Arrivati al culmine di questo processo, il governo quindi si propone di ridurre di un anno la scuola secondaria, congestionando l’offerta didattica in 4 anni con un aumento delle ore annuali, introducendo per la supervisione non meglio precisati comitati scientifici e modificando i piani di offerta formativa.
Il tutto curiosamente accade senza sfiorare il nodo evidentemente cruciale e squisitamente politico: quello del rifinanziamento organico e strutturale al mondo dell’istruzione, dal punto di vista qualitativo della didattica e da quello logistico-infrastrutturale, senza andare a ripensare il ruolo dei saperi ma anzi rilanciando su una visione “flessibile” della formazione, sempre più considerata “mezzo a fine”, cioè elemento strumentale alla costruzione di una generazione da formare sulle regole dell’efficienza e della produttività, una generazione che si concentri sulla competizione più che sulla competenza.
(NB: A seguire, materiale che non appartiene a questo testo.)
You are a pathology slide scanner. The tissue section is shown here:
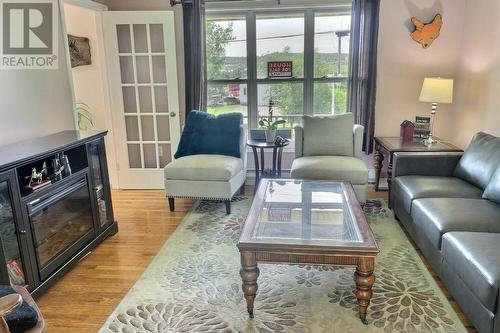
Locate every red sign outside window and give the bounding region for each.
[267,61,293,79]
In sintesi la “rivoluzione 2.0” della scuola del terzo millennio, secondo i sapienti governanti, dal punto di vista della valutazione si deve tradurre in un progressivo aumento di spazio ed influenza ai test Invalsi, plastica dimostrazione della volontà di omologare e standardizzare i saperi e la conoscenza, appiattendone funzione e significato.
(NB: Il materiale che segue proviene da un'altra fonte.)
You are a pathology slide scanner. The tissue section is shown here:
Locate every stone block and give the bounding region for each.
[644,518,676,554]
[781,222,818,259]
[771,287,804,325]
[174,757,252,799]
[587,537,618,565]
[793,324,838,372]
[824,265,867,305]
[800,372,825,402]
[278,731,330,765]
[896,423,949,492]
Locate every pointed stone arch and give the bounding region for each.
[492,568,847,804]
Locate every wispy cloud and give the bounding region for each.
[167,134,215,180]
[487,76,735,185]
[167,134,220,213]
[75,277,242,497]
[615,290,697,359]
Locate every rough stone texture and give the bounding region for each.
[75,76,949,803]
Dal canto nostro, la ferma contrarietà a questo progetto è in realtà la radicale convinzione che la scuola si debba riappropriare della sua dimensione costituzionale intesa come garanzia di emancipazione, di autodeterminazione, di sviluppo di pensiero critico.
Oggi continuare a rivendicare una scuola necessariamente inclusiva, inevitabilmente pubblica, e fortemente laica significa lottare al contempo per una scuola attenta: attenta a non lasciare indietro nessuno, attenta e concentrata sul proprio ruolo – centrale – in una società sempre più priva di riferimenti e di modelli culturali.
Una scuola che non diventi semplice meccanismo asservito ad una logica esclusivamente valutativa ed “aziendalizzata”, ma che sia un composto di percorsi che abbiano la capacità e l’ambizione di valorizzare i territori e i contesti socioeconomici in cui si pone, le esperienze di chi la vive, le differenze che la attraversano.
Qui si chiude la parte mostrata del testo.